None of this, however, has much of anything, to do with justice. Resenting something does not make it unjust. The Stiglitz technique, the same as has been employed by the majority of opinion-makers for the last half-century or more, is to use "equality" as synonymous, interchangeable with "social justice". Once the habit of using either of the two as meaning the other has taken root, inequality has become tautologically the same as a violation of social justice. It became as good as impossible to defend inequality, for you could not possibly argue in favor of injustice. But realizing as we do that Stiglitz, together with the whole soft Left, relies on a linguistic trick to drive home his claims may well lend us the intellectual courage to reject the entire attack on inequality more radically than if the recourse to justice had not been so ambitiously employed.
Finally, we are warned, inequality exacts a heavy price by menacing our cherished form of government, democracy itself. Votes are to a large extent bought for money; with income and wealth distributed unequally, the rich have much more money than the poor; the rich will buy votes for the Right and pre-empt the votes that would have gone to the Left. Votes for the candidates of the rich makes the rich more influential, hence richer, which enables them to buy even more votes the next time round. Their reign becomes unbreakable, self-perpetuating.
Oddly enough the Stiglitz reasoning is once again out of luck. For the 2008 presidential election, $745m was raised for Barack Obama, twice the $368m raised for John McCain. The Left duly won, presumably because the so-called fat capitalists raised much less money for vote-buying than minorities, Hollywood actors, labour unions, and students. The Stiglitz theory of the rich buying the votes works a little better for Congressional elections, but the buying is not done always for the Right but as often as not for the Left, according to whether it is the Republican or the Democratic candidate who can better serve particular local and special interests. Contrary to Europe, the American legislator may be less ideological and more venal, but his venality serves more to preserve a messy distributional status quo than to making it ever more unequal.

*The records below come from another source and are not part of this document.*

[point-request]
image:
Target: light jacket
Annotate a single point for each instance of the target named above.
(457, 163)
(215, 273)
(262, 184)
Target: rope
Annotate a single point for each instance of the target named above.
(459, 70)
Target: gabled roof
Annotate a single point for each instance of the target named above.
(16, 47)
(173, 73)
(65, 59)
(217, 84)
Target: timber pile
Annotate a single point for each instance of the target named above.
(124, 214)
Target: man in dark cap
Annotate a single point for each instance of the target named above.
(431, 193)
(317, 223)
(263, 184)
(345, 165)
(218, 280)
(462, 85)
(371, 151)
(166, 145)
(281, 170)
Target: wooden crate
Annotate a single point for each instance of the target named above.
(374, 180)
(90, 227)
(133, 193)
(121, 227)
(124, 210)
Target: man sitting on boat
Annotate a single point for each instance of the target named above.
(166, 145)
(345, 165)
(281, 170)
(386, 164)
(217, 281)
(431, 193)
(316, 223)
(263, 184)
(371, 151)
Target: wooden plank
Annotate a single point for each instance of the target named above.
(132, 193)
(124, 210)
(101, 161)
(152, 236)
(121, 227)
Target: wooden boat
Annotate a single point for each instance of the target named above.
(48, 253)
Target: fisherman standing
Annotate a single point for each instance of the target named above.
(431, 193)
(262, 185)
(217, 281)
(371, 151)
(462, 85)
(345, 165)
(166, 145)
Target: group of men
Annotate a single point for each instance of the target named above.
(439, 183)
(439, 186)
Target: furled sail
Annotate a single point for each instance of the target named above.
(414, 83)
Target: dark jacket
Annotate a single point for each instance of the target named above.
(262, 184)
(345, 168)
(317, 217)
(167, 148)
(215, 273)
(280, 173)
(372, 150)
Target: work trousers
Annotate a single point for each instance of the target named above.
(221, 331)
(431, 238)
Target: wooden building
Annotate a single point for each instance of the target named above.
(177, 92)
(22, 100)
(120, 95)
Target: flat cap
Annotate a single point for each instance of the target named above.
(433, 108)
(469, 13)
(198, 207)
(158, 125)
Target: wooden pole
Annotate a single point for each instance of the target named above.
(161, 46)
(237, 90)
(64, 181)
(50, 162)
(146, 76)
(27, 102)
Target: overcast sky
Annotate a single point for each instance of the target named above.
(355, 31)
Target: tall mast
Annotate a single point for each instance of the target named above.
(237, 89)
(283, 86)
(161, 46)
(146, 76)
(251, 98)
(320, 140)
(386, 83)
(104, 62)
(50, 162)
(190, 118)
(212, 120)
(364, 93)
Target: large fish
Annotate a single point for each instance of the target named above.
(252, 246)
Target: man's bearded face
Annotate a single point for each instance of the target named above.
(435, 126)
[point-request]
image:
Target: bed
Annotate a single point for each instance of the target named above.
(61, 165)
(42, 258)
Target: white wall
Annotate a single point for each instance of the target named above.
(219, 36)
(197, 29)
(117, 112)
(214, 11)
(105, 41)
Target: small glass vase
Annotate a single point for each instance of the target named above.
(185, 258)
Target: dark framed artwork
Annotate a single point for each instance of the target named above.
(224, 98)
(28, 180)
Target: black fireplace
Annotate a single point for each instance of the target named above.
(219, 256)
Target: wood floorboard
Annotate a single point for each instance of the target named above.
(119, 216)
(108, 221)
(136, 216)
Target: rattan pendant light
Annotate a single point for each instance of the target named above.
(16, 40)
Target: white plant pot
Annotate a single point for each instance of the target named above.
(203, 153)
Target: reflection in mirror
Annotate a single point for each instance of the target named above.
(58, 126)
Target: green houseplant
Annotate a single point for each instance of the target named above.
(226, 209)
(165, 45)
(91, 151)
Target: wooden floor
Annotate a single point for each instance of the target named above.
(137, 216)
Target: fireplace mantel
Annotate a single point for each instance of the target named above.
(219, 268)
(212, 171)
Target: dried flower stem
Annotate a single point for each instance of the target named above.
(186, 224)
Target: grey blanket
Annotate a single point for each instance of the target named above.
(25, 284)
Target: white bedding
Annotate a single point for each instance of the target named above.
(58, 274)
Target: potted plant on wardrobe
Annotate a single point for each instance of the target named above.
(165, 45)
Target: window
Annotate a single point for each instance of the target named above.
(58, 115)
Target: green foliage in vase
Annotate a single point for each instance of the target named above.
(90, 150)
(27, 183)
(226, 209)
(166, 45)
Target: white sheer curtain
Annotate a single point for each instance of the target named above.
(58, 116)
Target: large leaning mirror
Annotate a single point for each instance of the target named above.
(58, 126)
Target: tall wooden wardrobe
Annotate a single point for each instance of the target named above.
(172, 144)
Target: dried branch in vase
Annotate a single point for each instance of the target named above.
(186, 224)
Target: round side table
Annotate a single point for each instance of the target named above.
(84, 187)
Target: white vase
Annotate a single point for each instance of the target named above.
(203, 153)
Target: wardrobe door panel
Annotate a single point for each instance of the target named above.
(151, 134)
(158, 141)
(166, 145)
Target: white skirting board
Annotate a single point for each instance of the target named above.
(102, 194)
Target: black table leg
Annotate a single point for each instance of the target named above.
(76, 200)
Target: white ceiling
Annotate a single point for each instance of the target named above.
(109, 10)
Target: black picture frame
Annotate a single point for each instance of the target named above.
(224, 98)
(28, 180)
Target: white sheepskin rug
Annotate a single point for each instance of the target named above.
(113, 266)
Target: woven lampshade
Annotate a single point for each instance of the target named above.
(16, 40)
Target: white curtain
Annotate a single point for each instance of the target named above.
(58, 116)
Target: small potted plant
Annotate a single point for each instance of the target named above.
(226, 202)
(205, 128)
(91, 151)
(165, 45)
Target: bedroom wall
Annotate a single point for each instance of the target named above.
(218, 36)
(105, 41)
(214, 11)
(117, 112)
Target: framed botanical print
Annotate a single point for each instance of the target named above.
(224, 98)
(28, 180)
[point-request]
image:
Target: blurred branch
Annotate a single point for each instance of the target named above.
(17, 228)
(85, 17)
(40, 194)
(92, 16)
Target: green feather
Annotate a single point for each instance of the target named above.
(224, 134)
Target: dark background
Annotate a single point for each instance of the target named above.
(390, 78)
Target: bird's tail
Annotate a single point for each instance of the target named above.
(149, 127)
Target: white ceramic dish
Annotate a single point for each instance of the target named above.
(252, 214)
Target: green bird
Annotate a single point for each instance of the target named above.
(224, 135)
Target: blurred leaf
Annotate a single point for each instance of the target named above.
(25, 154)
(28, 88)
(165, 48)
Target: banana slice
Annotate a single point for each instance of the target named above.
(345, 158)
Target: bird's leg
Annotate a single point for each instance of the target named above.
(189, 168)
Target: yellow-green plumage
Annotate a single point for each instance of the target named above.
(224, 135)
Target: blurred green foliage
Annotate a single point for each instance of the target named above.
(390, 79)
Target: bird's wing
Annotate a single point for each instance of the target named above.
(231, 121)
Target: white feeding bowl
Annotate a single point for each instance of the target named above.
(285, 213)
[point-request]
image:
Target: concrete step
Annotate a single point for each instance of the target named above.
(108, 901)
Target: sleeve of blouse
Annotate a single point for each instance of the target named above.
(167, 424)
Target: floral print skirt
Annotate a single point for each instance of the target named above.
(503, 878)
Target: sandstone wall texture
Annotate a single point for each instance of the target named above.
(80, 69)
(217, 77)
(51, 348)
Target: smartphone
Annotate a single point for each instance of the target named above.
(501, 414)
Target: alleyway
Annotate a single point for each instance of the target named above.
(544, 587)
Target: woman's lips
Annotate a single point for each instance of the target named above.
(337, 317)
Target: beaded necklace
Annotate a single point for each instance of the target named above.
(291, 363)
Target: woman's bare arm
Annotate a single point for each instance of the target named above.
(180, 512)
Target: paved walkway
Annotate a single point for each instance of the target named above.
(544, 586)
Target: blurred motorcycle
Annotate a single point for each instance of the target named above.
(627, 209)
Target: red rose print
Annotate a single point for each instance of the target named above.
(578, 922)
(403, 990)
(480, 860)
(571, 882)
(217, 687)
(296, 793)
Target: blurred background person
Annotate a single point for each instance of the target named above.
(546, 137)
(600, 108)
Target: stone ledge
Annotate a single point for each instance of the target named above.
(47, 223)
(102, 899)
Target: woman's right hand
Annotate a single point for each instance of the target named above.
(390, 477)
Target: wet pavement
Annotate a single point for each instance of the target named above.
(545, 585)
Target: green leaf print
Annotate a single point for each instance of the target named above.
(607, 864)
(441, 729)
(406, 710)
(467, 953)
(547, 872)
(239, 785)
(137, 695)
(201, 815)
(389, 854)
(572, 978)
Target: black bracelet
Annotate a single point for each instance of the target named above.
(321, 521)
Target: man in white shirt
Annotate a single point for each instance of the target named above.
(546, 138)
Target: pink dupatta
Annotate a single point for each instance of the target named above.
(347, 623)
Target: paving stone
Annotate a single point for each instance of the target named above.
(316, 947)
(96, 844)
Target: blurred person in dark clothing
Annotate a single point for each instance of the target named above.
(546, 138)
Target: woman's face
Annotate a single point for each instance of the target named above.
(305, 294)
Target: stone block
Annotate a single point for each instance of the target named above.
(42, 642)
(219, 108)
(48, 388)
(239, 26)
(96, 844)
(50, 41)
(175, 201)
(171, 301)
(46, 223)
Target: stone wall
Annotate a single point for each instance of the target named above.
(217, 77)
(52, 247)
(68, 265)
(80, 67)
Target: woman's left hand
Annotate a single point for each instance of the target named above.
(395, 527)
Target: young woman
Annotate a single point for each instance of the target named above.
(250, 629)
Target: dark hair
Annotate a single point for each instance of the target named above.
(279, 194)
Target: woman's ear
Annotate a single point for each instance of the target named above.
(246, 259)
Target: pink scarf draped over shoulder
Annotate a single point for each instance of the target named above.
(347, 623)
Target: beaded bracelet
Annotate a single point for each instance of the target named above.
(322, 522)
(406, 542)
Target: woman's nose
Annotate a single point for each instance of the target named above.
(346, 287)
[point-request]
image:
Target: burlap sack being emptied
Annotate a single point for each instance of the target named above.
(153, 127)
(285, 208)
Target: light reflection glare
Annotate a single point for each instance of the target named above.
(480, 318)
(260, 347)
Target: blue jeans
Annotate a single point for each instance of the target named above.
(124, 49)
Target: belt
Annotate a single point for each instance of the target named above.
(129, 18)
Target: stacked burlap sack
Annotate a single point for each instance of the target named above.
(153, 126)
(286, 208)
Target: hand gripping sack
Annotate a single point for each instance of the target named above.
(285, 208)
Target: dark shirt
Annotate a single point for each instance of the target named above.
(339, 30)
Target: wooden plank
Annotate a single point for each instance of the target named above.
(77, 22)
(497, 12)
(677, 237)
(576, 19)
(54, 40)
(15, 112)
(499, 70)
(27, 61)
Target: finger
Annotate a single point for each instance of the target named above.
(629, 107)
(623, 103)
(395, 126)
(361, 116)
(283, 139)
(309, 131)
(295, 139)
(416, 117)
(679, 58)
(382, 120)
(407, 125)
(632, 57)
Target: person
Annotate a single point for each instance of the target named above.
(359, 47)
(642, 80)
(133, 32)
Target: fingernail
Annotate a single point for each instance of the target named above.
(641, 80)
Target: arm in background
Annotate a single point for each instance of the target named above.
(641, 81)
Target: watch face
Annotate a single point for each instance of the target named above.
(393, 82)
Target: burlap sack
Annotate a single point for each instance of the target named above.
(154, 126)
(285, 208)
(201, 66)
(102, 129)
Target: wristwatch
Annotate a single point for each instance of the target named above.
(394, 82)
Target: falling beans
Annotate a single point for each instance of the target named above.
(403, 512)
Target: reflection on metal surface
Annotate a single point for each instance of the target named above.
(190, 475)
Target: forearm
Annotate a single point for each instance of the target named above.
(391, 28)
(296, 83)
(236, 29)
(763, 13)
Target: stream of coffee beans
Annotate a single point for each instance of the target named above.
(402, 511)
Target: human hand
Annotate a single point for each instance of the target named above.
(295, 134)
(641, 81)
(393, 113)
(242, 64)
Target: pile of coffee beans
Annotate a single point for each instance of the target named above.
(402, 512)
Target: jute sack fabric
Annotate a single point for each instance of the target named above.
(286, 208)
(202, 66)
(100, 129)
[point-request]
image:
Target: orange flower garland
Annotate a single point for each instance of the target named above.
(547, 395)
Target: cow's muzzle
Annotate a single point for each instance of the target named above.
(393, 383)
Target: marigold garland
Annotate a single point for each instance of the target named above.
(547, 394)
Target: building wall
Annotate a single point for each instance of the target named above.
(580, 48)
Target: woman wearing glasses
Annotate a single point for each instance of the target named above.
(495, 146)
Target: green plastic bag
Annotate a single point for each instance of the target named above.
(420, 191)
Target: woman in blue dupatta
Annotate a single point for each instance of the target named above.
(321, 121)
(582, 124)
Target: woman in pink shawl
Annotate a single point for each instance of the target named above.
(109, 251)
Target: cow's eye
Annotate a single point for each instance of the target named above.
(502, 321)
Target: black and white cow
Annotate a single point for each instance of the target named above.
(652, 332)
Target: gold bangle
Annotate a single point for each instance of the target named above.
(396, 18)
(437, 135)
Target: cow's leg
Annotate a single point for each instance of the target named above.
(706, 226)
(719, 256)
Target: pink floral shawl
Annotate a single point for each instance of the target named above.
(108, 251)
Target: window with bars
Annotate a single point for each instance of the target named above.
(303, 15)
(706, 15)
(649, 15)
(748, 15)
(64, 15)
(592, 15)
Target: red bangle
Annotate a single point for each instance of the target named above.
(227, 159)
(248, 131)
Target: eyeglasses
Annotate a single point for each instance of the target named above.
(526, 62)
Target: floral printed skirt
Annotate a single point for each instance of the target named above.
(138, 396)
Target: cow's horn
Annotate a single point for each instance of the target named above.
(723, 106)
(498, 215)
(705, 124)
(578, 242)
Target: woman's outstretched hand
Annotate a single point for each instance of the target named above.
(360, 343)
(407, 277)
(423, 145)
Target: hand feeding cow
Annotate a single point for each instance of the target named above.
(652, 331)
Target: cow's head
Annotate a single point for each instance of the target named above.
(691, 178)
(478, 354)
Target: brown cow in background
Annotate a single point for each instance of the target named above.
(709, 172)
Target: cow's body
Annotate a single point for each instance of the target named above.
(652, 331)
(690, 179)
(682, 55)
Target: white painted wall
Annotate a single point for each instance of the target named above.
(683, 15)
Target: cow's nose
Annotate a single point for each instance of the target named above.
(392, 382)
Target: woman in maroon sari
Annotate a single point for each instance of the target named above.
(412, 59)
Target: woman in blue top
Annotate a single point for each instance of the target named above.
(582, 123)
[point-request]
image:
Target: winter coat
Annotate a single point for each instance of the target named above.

Even if the Stiglitz thesis did not get it wrong too often, it would still be a failure on one fundamental score: it tacitly ignores the rule that you must take the rough with the smooth. Inequality, if he is to be believed, has countless painful consequences that amount to a heavy price. Tacitly and sometimes overtly, he invites the reader to go for remaking it, to smooth out the rough and accept only the smooth with the smooth. This, however, cannot be done. Every alternative social order has built-in consequences, some rough and some smooth, that cannot be sorted out from one another. Equality also has a price like every other system of collective choice rules, and it suffices to think of the late Soviet Union, North Korea, Cuba and many less acute examples to suspect that its price could be a awesome one, even if imposed in less exotic countries. It is always tempting for the would-be social engineer to propose reforms that promise to smooth out the rough and reduce the price of the social order. Before yielding to the temptation, it is well to remember that everything has a price, but the price of everything is very hard to recognize, let alone to predict.